Border highway vs. Cibao highway
The president of the National Border Council Radhames Batista has spoken out against the construction of the Cibao-Sur highway that would cut through the Central Cordillera. He said this would affect three protected national parks and 15 river sources. He said that it would have a catastrophic effect on the environment. Radhames Batista says that instead of building the Cibao-Sur, the Monte Cristi-Pedernales highway was needed to benefit the large impoverished population that lives along the border.

US crisis smaller than DR crisis
Economist Hector Salcedo has told Hoy that the US financial crisis is smaller in proportion than the crisis that affected the Dominican banking sector in 2003. He said that the salvage operation for fraud at Mercantil, Bancredito and Baninter banks represented 18% of the country's Gross Domestic Product. He said that in the US, the financial bale-out only represents 5% of the GDP. Furthermore, he said the US has more mechanisms for tackling the crisis.

Lockward sentenced for defamation
Newly appointed ambassador to Colombia Angel Lockward has been ordered to pay a RD$500 fine and RD$2 million in compensation for defamation against Judge Alejandro Vargas. Lockward is an erstwhile PRSC political activist who has also held numerous jobs in the governments of former Presidents Joaquin Balaguer, Hipolito Mejia and now, Leonel Fernandez. During former President Hipolito Mejia's government he was accused of a corruption scam while at the Ministry of Industry and Commerce, but under the Fernandez government the state prosecution withdrew the charges and the case was dropped.

Burgos gets three months
New York Mets pitcher Ambioris Burgos has been sentenced to three months preventive custody for his alleged role in a hit and run accident in which two women were killed. Burgos's cousin had originally taken the blame for the accident, saying that Burgos was an accomplice. Burgos then fled and was nowhere to be found in the days following the accident. The preventive custody sentence is only in reference to transit Law 241. Judges have yet to hear the homicide charges against Burgos.

Italian deported
The General Prosecutor's office has handed over Italian Massimo Dalla Mora to Interpol for deportation to Italy, as reported on the Huchi Lora CDN afternoon radio talk show. The Italian authorities had requested his extradition since he has more than 10 arrest orders and three sentences pending for fulfillment in Italy. After his arrest he complained to the press that a Dominican Interpol colonel had asked him for US$30,000 in return for not deporting him. Colonel Bello Arias has since been suspended from the force. When making his claim to the press, Dalla Mora had said he had been taken to the Police station following a simple traffic incident.

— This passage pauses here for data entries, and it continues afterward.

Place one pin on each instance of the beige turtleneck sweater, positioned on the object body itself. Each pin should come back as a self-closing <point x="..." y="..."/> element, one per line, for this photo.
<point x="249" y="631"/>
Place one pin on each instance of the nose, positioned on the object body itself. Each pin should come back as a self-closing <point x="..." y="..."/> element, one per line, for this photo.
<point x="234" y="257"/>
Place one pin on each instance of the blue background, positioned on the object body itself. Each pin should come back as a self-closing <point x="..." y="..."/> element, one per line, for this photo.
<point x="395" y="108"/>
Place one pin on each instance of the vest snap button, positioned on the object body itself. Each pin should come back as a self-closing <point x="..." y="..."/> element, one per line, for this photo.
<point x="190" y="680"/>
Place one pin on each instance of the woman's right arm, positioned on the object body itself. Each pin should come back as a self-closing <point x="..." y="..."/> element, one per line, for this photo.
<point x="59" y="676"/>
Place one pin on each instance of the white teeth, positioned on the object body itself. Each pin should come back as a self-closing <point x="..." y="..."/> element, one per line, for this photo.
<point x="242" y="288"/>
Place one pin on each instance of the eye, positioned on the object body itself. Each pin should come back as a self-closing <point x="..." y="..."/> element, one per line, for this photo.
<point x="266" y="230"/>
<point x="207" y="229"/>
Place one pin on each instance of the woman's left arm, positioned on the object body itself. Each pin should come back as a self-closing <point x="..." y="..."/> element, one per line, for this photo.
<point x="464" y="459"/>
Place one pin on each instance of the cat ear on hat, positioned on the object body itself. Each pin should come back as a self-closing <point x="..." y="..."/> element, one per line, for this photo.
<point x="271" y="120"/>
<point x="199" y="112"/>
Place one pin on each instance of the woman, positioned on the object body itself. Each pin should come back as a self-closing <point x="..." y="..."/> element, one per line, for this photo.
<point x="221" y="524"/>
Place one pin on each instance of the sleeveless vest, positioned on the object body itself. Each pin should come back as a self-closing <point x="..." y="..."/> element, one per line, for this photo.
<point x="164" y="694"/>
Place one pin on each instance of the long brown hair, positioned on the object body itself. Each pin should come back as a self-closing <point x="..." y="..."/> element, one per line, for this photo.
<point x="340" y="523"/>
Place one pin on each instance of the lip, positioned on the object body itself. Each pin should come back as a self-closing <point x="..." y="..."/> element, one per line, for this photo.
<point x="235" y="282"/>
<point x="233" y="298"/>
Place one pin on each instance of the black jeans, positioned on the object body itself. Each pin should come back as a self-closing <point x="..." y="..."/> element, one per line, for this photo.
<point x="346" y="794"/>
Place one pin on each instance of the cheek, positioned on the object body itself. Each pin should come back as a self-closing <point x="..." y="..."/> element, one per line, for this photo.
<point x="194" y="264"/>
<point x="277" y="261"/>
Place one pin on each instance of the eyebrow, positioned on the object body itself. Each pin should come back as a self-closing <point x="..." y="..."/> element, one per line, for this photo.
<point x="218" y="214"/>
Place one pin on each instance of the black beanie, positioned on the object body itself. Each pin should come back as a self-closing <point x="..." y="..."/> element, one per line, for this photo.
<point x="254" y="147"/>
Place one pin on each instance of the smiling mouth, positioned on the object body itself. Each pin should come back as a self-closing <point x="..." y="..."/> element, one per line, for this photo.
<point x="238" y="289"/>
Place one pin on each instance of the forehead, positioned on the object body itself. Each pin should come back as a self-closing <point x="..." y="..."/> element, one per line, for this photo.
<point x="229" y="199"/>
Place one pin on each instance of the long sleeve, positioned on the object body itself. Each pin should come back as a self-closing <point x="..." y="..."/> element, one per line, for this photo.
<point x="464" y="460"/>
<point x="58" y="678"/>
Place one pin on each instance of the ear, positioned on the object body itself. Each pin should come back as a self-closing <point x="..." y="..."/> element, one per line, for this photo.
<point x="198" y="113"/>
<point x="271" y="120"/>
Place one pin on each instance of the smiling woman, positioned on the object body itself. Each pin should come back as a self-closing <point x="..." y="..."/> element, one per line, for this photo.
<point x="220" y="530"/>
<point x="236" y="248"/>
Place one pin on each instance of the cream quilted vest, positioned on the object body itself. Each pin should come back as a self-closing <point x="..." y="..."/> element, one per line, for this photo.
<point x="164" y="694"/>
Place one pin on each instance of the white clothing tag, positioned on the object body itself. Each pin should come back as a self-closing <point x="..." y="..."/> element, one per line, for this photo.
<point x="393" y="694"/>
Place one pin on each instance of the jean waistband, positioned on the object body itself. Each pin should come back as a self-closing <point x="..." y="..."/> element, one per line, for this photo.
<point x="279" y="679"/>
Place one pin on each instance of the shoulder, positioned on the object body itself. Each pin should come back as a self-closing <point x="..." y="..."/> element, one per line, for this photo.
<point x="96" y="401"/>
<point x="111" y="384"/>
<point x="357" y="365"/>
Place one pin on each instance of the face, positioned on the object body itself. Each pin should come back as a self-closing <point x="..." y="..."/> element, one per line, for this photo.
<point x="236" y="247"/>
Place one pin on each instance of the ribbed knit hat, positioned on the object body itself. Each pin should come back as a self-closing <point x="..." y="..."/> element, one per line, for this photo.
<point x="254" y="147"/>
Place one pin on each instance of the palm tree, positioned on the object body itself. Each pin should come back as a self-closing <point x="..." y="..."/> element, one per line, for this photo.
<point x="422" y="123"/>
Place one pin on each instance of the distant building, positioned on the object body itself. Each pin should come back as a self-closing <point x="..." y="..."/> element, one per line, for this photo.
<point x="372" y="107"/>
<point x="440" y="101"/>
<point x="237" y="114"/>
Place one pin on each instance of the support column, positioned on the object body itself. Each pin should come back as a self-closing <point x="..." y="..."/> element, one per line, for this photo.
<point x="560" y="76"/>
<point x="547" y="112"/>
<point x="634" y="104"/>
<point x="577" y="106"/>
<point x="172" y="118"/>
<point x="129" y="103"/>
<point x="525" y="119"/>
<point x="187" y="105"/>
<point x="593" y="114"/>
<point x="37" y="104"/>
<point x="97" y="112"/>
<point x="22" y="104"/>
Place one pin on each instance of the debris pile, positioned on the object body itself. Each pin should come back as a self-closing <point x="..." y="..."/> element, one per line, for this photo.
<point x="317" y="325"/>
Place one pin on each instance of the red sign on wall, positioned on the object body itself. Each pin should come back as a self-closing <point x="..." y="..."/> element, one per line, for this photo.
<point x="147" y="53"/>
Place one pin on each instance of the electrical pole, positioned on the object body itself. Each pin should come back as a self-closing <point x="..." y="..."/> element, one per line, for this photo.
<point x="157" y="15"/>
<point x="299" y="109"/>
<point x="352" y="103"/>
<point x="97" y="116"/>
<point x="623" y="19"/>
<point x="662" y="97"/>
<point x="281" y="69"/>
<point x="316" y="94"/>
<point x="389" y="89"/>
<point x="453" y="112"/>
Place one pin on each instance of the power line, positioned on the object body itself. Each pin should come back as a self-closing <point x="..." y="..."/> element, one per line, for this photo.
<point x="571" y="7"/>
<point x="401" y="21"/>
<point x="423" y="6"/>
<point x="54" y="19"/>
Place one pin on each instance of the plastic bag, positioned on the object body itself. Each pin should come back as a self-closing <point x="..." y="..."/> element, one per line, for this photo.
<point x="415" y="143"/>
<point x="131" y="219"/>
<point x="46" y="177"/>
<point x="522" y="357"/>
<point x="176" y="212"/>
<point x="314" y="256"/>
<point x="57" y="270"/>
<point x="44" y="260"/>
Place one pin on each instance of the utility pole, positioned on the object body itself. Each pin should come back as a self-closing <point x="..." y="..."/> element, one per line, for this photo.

House arrest still undecided
Judge Francisco Mejia Angomas has delayed the announcement of his decision on the house arrest petition by convicted former Baninter vice president Vivian Lubrano until 22 October. Lubrano is claiming health problems. The state prosecutor favors the option of house arrest. Lubrano's doctors say she has serious gastric, cardiac and psychiatric problems. She was sentenced to five years in Najayo jail for her role in the Baninter bank fraud, but has not spent a single day in jail and was instead allowed to be hospitalized at the Abel Gonzalez Advanced Medical Center after suffering a panic attack on the day she was due to start her jail term. News reports suggest that her house arrest would take place at her Casa de Campo villa in La Romana. The judge's decision is likely to be controversial, as many would say that Lubrano was being granted a privilege that is not extended to those with fewer resources.